Mol Cell Biol. 2007 Aug;27(15):5381-92. doi: 10.1128/MCB.00282-07. Epub 2007 May 25.

Abstract

Clear cell carcinoma of the kidney is a major cause of mortality in patients with von Hippel-Lindau (VHL) disease, which is caused by germ line mutations that inactivate the VHL tumor suppressor gene. Biallelic VHL inactivation, due to mutations or hypermethylation, is also common in sporadic clear cell renal carcinomas. The VHL gene product, pVHL, is part of a ubiquitin ligase complex that targets the alpha subunits of the heterodimeric transcription factor hypoxia-inducible factor (HIF) for destruction under well-oxygenated conditions. All VHL mutations linked to classical VHL disease compromise this pVHL function although some missense mutations result in a low risk of kidney cancer (type 2A VHL disease) while others result in a high risk (type 2B VHL disease). We found that type 2A mutants were less defective than type 2B mutants when reintroduced into VHL-/- renal carcinoma cells with respect to HIF regulation. A stabilized version of HIF2alpha promoted tumor growth by VHL-/- cells engineered to produce type 2A mutants, while knock-down of HIF2alpha in cells producing type 2B mutants had the opposite effect.
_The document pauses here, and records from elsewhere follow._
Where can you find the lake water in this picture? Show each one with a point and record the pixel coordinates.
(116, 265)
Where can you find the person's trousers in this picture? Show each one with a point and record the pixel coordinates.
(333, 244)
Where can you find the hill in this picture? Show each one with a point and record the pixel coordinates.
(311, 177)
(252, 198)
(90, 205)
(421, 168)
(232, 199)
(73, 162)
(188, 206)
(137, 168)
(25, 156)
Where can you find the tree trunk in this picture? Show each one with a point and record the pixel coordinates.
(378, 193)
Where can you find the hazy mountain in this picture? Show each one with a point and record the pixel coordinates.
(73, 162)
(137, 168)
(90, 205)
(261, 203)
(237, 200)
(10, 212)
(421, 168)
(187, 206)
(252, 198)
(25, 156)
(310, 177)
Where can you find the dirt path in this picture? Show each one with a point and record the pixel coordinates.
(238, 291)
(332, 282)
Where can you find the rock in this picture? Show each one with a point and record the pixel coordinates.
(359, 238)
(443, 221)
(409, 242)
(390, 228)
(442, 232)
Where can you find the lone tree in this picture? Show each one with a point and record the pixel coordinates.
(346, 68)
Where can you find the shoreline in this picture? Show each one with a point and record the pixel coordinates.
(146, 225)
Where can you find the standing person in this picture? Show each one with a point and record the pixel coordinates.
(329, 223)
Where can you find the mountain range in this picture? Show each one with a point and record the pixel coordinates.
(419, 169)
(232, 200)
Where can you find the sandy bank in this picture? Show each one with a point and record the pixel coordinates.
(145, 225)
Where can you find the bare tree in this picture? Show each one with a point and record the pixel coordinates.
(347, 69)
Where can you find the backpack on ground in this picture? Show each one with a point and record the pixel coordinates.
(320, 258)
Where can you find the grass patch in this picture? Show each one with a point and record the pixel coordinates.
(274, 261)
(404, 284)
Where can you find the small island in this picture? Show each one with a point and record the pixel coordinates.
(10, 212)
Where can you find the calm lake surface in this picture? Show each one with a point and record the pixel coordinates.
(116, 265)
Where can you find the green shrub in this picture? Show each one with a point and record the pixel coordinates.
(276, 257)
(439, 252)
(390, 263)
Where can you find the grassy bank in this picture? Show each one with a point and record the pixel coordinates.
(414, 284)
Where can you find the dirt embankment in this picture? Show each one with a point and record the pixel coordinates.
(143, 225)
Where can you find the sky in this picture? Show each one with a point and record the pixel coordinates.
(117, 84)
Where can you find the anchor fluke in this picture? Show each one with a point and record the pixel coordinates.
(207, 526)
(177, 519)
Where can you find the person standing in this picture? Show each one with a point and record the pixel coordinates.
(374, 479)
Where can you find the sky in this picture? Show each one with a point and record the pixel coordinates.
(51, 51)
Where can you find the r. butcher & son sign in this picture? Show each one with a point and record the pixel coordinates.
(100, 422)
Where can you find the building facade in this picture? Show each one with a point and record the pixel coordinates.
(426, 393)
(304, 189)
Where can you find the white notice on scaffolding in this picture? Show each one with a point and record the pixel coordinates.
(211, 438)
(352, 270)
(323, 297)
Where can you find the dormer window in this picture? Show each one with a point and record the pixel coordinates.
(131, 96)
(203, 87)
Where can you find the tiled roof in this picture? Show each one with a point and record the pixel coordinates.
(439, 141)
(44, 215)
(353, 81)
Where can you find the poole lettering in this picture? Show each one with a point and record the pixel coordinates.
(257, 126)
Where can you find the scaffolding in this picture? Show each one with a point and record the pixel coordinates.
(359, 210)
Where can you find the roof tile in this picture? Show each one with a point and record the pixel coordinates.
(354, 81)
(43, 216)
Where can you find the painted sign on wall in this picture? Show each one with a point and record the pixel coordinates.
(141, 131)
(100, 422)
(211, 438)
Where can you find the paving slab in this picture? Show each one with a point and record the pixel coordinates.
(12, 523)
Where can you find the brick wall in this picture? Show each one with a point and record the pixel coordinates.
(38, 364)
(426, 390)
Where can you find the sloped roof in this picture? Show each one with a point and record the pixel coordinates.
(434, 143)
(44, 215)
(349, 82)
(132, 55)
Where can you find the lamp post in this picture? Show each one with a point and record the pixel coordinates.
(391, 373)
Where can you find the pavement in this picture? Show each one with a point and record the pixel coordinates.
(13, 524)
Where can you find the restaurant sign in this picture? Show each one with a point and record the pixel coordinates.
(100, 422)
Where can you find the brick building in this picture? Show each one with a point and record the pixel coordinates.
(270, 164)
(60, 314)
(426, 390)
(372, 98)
Therefore, quantitative differences with respect to HIF deregulation are sufficient to account for the differential risks of kidney cancer linked to VHL mutations.

摘要

肾透明细胞癌是冯·希佩尔-林道(VHL)病患者死亡的主要原因,该病由种系突变引起,这些突变使VHL肿瘤抑制基因失活。由于突变或高甲基化导致的双等位基因VHL失活在散发性肾透明细胞癌中也很常见。VHL基因产物pVHL是泛素连接酶复合物的一部分,该复合物在氧合良好的条件下靶向异二聚体转录因子缺氧诱导因子(HIF)的α亚基进行降解。所有与经典VHL病相关的VHL突变都会损害这种pVHL功能,尽管一些错义突变导致肾癌风险较低(2A型VHL病),而另一些则导致高风险(2B型VHL病)。我们发现,当重新引入VHL-/-肾癌细胞时,2A型突变体在HIF调节方面比2B型突变体缺陷更少。稳定化的HIF2α促进了经工程改造产生2A型突变体的VHL-/-细胞的肿瘤生长,而在产生2B型突变体的细胞中敲低HIF2α则产生相反的效果。因此,HIF失调方面的定量差异足以解释与VHL突变相关的肾癌的不同风险。